Deblocking and fingerprint computing unit 1 carry out deblocking for the file to be backed up that each is passed to storage server, and obtaining the average data block size is quantitative data block to be backed up, and each data block to be backed up is asked for the data block fingerprint;

Data segment organization unit 2 is used for a plurality of continuous data chunk to be backed up are made into data segment to be backed up;

Repeating data piece query unit 3 is used for searching the data segment that had backed up and whether has the data block identical with data segment to be backed up, if do not have, then be non-repeating data piece, change date read-write cell 6 over to, if having, be the repeating data piece then, change repeating data piece screening unit 4 over to;

Repeating data piece screening unit 4, be used for calculating the Backup Data section at these repeating data piece places and the data redundancy locality between the data segment to be backed up, with data redundancy locality quantification, if the value of this data redundancy locality is less than predetermined threshold value, change date read-write cell 6 over to, otherwise change data erase unit 5 over to;

Data erase unit 5; Be used for the repeating data piece that deletion is confirmed by repeating data piece screening unit;

Date read-write cell 6, repeating data piece and other non-repeating data pieces of being used for needs are kept write disk together.

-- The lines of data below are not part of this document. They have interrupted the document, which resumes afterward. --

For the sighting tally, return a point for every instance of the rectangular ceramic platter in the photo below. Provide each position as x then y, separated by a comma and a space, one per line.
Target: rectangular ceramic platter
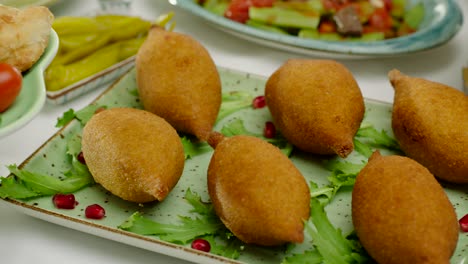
50, 159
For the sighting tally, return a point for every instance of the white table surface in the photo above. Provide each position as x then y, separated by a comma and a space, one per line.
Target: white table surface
24, 239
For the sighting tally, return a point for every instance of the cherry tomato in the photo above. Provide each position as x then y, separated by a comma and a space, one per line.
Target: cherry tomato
238, 10
10, 85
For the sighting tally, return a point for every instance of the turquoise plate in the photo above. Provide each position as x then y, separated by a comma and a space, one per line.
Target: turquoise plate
443, 19
33, 92
51, 159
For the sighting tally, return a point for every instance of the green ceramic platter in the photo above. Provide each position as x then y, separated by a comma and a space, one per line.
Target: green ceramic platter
51, 159
33, 92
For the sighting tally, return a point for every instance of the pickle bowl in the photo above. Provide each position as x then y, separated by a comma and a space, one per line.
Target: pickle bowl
32, 96
93, 82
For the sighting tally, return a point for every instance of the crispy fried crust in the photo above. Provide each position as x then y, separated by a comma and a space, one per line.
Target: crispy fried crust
24, 34
257, 191
178, 80
430, 121
316, 104
401, 214
133, 153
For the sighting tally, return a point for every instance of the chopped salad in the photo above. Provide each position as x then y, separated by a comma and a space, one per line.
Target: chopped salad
364, 20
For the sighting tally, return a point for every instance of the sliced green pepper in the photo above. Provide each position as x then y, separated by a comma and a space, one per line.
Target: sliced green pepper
60, 76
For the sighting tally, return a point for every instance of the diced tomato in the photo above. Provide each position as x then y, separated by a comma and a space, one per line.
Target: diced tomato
327, 27
334, 5
388, 5
404, 30
364, 10
238, 10
380, 20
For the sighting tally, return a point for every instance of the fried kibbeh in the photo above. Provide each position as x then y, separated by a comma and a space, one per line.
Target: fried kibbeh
316, 104
133, 153
401, 214
178, 80
257, 192
430, 121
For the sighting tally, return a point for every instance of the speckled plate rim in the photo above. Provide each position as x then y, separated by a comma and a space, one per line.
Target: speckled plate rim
24, 4
445, 21
36, 74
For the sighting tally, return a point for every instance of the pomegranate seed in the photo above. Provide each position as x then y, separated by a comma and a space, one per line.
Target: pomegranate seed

Advantage of the present invention is, reduced non-order placement and the data fragment of data, alleviates the deterioration of data fragment under the prerequisite of sacrificing few data compression rate, promoted the readwrite performance of system.

Claims

1. method of placing to reduce the data fragment by optimization data is characterized in that: may further comprise the steps:

Step 6, data block successively order write disk.

2. the method for placing to reduce the data fragment by optimization data according to claim 1, it is characterized in that: the quantification of the data redundancy locality in step 4 is, the repeating data amount that the Backup Data section at statistics repeating data piece place and data segment to be backed up are shared, and with the size of this repeating data amount divided by data segment to be backed up.

3. the method for placing to reduce the data fragment by optimization data according to claim 1 is characterized in that: the threshold value in step 4 is predetermined data redundancy locality threshold value, and this threshold value control writes the repeating data amount of disk.

4. device of placing to reduce the data fragment by optimization data is characterized in that comprising:

Deblocking and fingerprint computing unit (1) carry out deblocking for the file to be backed up that each is passed to storage server, and obtaining the average data block size is quantitative data block to be backed up, and each data block to be backed up is asked for the data block fingerprint;

Data segment organization unit (2) is used for a plurality of continuous data chunk to be backed up are made into data segment to be backed up;

Repeating data piece query unit (3), be used for searching the data segment that had backed up and whether have the data block identical with data segment to be backed up, if do not have, it then is non-repeating data piece, change date read-write cell (6) over to, if have, be the repeating data piece then, change repeating data piece screening unit (4) over to;

Repeating data piece screening unit (4), be used for calculating the Backup Data section at these repeating data piece places and the data redundancy locality between the data segment to be backed up, with data redundancy locality quantification, if the value of this data redundancy locality is less than predetermined threshold value, change date read-write cell (6) over to, otherwise change data erase unit (5) over to;

Data erase unit (5) is used for the repeating data piece that deletion is confirmed by repeating data piece screening unit;

Date read-write cell (6), repeating data piece and other non-repeating data pieces of being used for needs are kept write disk together.